The Antoni Miró Research Chair in Contemporary Art was established in 2015 to promote and contribute to the knowledge and dissemination of contemporary art, with a focus on artists from the Valencia Region. Intended as a platform for reflection and debate, the Research Chair also explores the connection between contemporary art, thinking and other artistic disciplines, such as literature, music or cinema, among others.
This year, with the support of the Valencia Region Government, the University of Alicante’s Antoni Miró Research Chair in Contemporary Art launched a grant programme to fund exhibitions. Three grants have been awarded to cover expenses for materials and the publication of catalogues. Between November 2024 and January 2025, there will be three consecutive exhibitions at the UA Museum’s Cub2 hall to show the work of each of the winners: Empar Santamarina, the “Passejades per Xàtiva amb Estellés” group and Claudia Pastomás.
The first of the projects was created by Empar Santamarina. Born in Valencia, where she lives and works, she has a long-standing career as a painter and sculptor, during which her style has evolved from abstract expressionism to minimalistic synthetism. After gaining extensive experience in landscape painting, the artist decided to take an experimental approach, blending different disciplines. At present, she mostly uses mixed techniques, with colour and texture as key elements and the introduction of a wide range of materials in her installations and ephemeral art projects.
Over the last few years, she has combined aspects of painting and volume to build her aesthetic discourse. This formal experience allows her to explore the tactile and visual qualities of materials, seen as artistic elements that are significant in themselves – nothing in them alludes to the creation of any kind of space, whether real or fictitious, in line with trends in optical art and kinetic art.

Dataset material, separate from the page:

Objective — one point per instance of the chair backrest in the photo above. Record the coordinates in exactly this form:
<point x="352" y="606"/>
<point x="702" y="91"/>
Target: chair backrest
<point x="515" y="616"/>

In EN CLAU FEMENINA (Som humans perquè som art) [A female perspective (We are humans because we are art)], Empar Santamarina blends different types of languages, two- and three-dimensional approaches and multiple art forms: installation, painting, sculpture and drawing. With these tools, she develops diverse spatial identities from a female perspective.
The artist is part of a cultural movement that hopes to shed light on women’s silent and silenced work in domestic environments and how they have contributed to creating the “home of time”. Through her experiments, principles of painting and volume are merged together into a consistent aesthetic discourse. Empar’s visual works are intended to open a dialogue between viewer, form and content.